My husband is also a deputy sheriff and works nights and sees society at its worst. Most of these people do not have God in their lives. What you see besides lack of punishment is lack of love, lack of care, lack of time and lack of Godly parents. What you see is drugs, alcohol, and people beating on each other. What do you expect to see these children doing but exactly what they are see their parents doing. It isn't so much a lack of punishment as it is a lack of parents taking the responsibility of teaching their children by being adults that are not hypocritical. If the parents are living the lives they ought to be living, and loving, caring, teaching and disciplining their children the way God wants them to there wouldn't be as many of these problems. Sometimes I think it is the parents that might need a good dose of the rod (which one would work the pleasant rod or the punitive?). My question to you is which one would you want?

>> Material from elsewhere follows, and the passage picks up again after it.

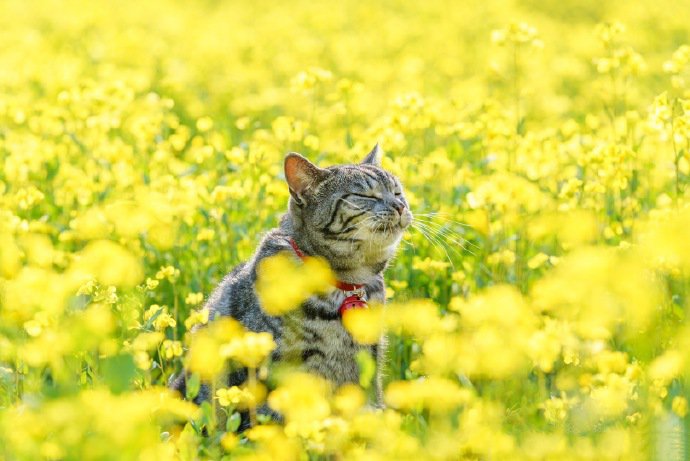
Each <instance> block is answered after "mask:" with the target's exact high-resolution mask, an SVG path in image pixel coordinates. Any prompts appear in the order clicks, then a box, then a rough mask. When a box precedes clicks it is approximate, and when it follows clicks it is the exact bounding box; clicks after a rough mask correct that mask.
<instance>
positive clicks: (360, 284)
mask: <svg viewBox="0 0 690 461" xmlns="http://www.w3.org/2000/svg"><path fill="white" fill-rule="evenodd" d="M289 241H290V246H292V249H293V250H294V251H295V254H296V255H297V256H298V257H299V258H300V259H301V260H304V259H305V258H307V257H308V256H307V255H305V254H304V252H302V250H300V249H299V247H298V246H297V242H295V239H293V238H292V237H290V239H289ZM335 286H336V288H338V289H340V290H342V291H344V292H345V299H344V300H343V302H342V303H341V304H340V307H339V308H338V313H339V314H340V316H341V317H342V316H343V314H345V312H346V311H347V310H349V309H366V308H367V307H369V306H368V304H367V300H366V292H365V291H364V284H356V283H347V282H343V281H341V280H336V281H335Z"/></svg>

(6) D_KETLER, October 30, 2002 12:00 AM

SPARE THE ROD,RUIN THE WORLD

I AM COMMENTING ON THE ARRTICAL "SPARE THE ROD", I DISAGREE GREATLY WITH THE FACT THAT CORPRAL PUNISHMENT IS FORBIDDEN IN THIS GENERATION, THE ONLY PEOPLE THAT FORBID IT ARE LIBERALS.I AM A DEPUTY SHERIFF AND BELIVE ME I SEE THE RESULTS OF A SOCIETY THAT REFUSES TO PUNISH THEIR CHILDREN, THESE KIDS DONT KNOW HOW TO BEHAVE WHEN THE ARE TOLD NO, I HAVE NEVER SEEN A MORE DISREPECTFUL GROUP OF PEOPLE THAN THE YOUNGER GENERATION OF TODAY. I DO AGREE THAT PUNISHMENT HAS TO BE DONE OUT OF LOVE AND SHOULD BE USED TO TEACH THE CHILD,AND ALSO IT DOES NO GOOD TO USE CORPRIAL PUNISHMENT ON AN OLDER CHILD HOWEVER IT IS ALSO COUNTER-PRODUCTIVE TO ACT LIKE YOU RE YOUR CHILDS BEST FRIEND INSTED OF THEIR PARENT.IF WE AS A SOICETY DO NOT GET BACK TO THESE PRINCIPALS WE WILL START A DOWNWARD SPIRAL THAT WILL BE UNSTOPPABLE

(5) Dovid Ben Hershel, October 23, 2002 12:00 AM

I enjoyed Chana Heller's article and would like to know more. For example there may be an injunction to show mastery over one's emotions towards one's children when angry but is there a pasuk on how? I s there enough to repeat the need not to give into the Yetzer Hora? Speaking of which during a session of extreme naughtiness by my son aged 8 after a warning I did smack him. He rushed upstairs crying. After several moments he came back downstairs,
smiling.

"Daddy", he said, " I was going to put my boots and kick you up the bottom to show you what it feels like. But I did not want to give into my yetzer hora."

I am sure somewhere that the Sages have many things to say about learning from children.